OF WHEAT, CHAFF AND BOXING

It came as no breathtaking revelation last week when boxing promoter Don King testified in U.S. District Court in New York City that in the course of his promotional work he often lies to reporters. "They can separate the wheat from the chaff," said King blithely.

It hasn't been easy for anyone—journalists, the six district court jurors, boxing fans—to separate the grains of wheat from the mountain of chaff in King's $24 million-to-$27 million lawsuit against heavyweight champion Buster Douglas, Douglas's manager, John Johnson, Steve Wynn and the Wynn-owned Mirage hotel and casino in Las Vegas. On Monday a report surfaced that the two sides had worked out a settlement under which King, in exchange for a large payment from Douglas, would stop claiming the right to promote Douglas's first title defense. But both sides denied having settled, and the two-week-old trial seemed destined to run for another week.

King filed his suit after Douglas, who became the champ with a stunning 10th-round knockout of Mike Tyson in Tokyo in February, signed a $32.1 million deal to have Wynn promote his first title defense, against Evander Holyfield at the Mirage. King wants to promote Douglas's next fight himself—and strongly prefers that it be a rematch with Tyson, to whom King is a friend and adviser. King points out that Douglas has an exclusive promotional contract with him; Douglas claims King legally breached this contract when, immediately after the Douglas-Tyson fight, King howled that Douglas had been saved by a long count in the eighth round and should not be recognized as champion.

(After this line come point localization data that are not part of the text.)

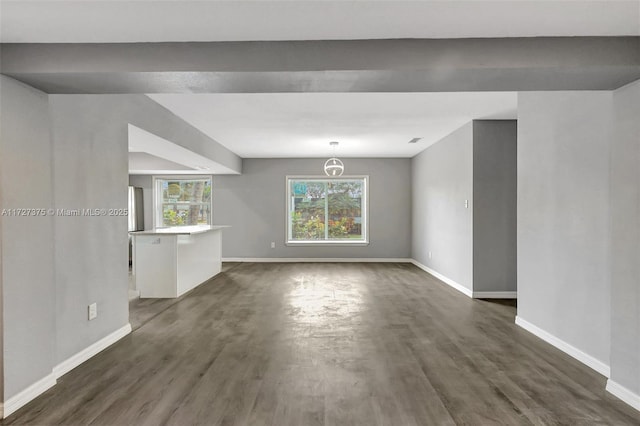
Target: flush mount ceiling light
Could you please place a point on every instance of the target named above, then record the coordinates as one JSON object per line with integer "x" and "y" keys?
{"x": 333, "y": 166}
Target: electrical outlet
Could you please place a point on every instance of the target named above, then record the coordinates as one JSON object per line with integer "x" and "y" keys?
{"x": 93, "y": 311}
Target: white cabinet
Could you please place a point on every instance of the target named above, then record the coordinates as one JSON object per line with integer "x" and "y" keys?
{"x": 169, "y": 262}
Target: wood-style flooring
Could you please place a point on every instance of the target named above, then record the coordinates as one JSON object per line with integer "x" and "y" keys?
{"x": 327, "y": 344}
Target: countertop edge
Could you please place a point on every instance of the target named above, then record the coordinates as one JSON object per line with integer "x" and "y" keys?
{"x": 176, "y": 231}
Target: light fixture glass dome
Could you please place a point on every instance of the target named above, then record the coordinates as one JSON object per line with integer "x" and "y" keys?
{"x": 333, "y": 167}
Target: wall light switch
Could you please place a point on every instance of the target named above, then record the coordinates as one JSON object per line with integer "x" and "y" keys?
{"x": 93, "y": 311}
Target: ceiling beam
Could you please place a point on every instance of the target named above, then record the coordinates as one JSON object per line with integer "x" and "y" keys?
{"x": 402, "y": 65}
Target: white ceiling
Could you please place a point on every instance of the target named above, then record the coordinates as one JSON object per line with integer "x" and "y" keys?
{"x": 25, "y": 21}
{"x": 294, "y": 125}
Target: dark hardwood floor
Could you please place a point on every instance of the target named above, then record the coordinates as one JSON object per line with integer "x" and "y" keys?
{"x": 327, "y": 344}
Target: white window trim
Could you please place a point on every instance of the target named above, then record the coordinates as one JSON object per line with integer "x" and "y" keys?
{"x": 154, "y": 193}
{"x": 365, "y": 213}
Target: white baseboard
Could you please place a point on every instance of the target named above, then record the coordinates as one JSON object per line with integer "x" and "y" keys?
{"x": 88, "y": 352}
{"x": 495, "y": 294}
{"x": 317, "y": 259}
{"x": 623, "y": 394}
{"x": 462, "y": 289}
{"x": 21, "y": 398}
{"x": 39, "y": 387}
{"x": 565, "y": 347}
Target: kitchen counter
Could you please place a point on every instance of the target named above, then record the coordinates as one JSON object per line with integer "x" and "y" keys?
{"x": 180, "y": 230}
{"x": 168, "y": 262}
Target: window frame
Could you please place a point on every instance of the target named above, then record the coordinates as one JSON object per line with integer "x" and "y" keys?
{"x": 364, "y": 212}
{"x": 157, "y": 210}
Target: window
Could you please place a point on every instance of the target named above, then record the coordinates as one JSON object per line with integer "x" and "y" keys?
{"x": 182, "y": 201}
{"x": 326, "y": 211}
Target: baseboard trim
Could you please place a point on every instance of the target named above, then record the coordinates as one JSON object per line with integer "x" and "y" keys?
{"x": 12, "y": 404}
{"x": 317, "y": 259}
{"x": 462, "y": 289}
{"x": 495, "y": 294}
{"x": 42, "y": 385}
{"x": 75, "y": 360}
{"x": 623, "y": 394}
{"x": 565, "y": 347}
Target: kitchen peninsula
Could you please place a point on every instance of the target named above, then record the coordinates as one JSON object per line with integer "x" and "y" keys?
{"x": 168, "y": 262}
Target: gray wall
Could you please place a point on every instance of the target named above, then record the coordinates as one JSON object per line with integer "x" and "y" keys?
{"x": 27, "y": 242}
{"x": 625, "y": 239}
{"x": 494, "y": 205}
{"x": 254, "y": 205}
{"x": 146, "y": 183}
{"x": 69, "y": 152}
{"x": 563, "y": 216}
{"x": 91, "y": 264}
{"x": 442, "y": 179}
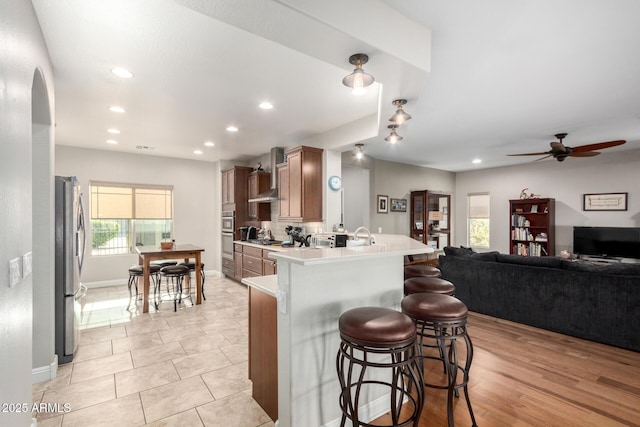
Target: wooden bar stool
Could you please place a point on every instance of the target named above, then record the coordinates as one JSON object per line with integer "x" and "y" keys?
{"x": 442, "y": 319}
{"x": 174, "y": 274}
{"x": 419, "y": 270}
{"x": 416, "y": 285}
{"x": 367, "y": 333}
{"x": 192, "y": 268}
{"x": 135, "y": 273}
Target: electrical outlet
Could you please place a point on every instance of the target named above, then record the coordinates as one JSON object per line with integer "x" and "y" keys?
{"x": 27, "y": 264}
{"x": 14, "y": 272}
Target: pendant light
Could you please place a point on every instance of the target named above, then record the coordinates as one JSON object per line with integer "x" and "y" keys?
{"x": 393, "y": 137}
{"x": 400, "y": 116}
{"x": 358, "y": 80}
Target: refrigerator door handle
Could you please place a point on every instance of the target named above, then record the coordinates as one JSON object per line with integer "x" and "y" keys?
{"x": 81, "y": 229}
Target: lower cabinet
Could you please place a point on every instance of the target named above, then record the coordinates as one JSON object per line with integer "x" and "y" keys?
{"x": 263, "y": 350}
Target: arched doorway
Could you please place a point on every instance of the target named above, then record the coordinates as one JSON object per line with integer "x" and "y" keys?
{"x": 42, "y": 202}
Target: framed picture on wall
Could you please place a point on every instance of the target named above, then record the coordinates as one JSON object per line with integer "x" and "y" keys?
{"x": 383, "y": 204}
{"x": 398, "y": 205}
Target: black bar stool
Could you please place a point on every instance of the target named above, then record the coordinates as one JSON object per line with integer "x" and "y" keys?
{"x": 366, "y": 333}
{"x": 416, "y": 285}
{"x": 192, "y": 269}
{"x": 174, "y": 274}
{"x": 443, "y": 319}
{"x": 418, "y": 270}
{"x": 135, "y": 273}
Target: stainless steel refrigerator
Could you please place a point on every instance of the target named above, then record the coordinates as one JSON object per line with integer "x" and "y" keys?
{"x": 70, "y": 250}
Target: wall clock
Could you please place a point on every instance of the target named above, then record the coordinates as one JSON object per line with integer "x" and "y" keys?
{"x": 335, "y": 182}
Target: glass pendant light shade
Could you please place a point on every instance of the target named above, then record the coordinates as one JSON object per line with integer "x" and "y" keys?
{"x": 400, "y": 116}
{"x": 393, "y": 137}
{"x": 358, "y": 80}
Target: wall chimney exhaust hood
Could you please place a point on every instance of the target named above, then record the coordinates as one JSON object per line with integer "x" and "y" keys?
{"x": 276, "y": 156}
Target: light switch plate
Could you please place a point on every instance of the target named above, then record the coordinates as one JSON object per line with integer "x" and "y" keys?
{"x": 27, "y": 264}
{"x": 14, "y": 272}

Testimony in the case has at times been almost comical. Although King admitted on the witness stand that he didn't want Douglas to get up from that eighth-round knockdown in Tokyo, he has tried to downplay his postfight comments, explaining that he was just fueling interest in a rematch. Bob Arum, King's archrival, testified for King on this subject, telling the jurors, "That's how we fight our battles in boxing—through hyperbole. Hyperbole is not lying. Hyperbole is exaggerating. In the heat of battle we all say crazy things that we are not accountable for."

Sadly, no matter who wins the case, Douglas's title belt won't come out of mothballs anytime soon. Even if Douglas's side prevails in court, the Holyfield fight, now set for Sept. 21, probably won't come off until at least late October. Should King win and try to stage a Douglas—Tyson rematch, Holyfield, long the No. 1 contender, could sue on grounds that he deserves the first shot at Douglas. In a slap at King, Douglas has said he might never agree to fight Tyson; he might fight Holyfield and George Foreman and then retire. It remains to be seen, of course, whether those words were wheat or chaff.
—PAT PUTNAM

PHOTO

LANE STEWART

Steinbrenner may have gone too far in toying to discredit Winfield.

PHOTO

JOHN IACONO

Arum (left) stood up for his old rival King in federal court.

THEY SAID IT

•Ben Bennett, quarterback for the Dallas Texans of the Arena Football League, on the frenetic pace of Arenaball: "The game looks like your VCR is stuck on search."

•Frank Coppenbarger, Philadelphia Phillie clubhouse manager, as a load of dirt was delivered to groundskeepers at Veterans Stadium: "All of the old dirt was on Lenny Dykstra's uniform."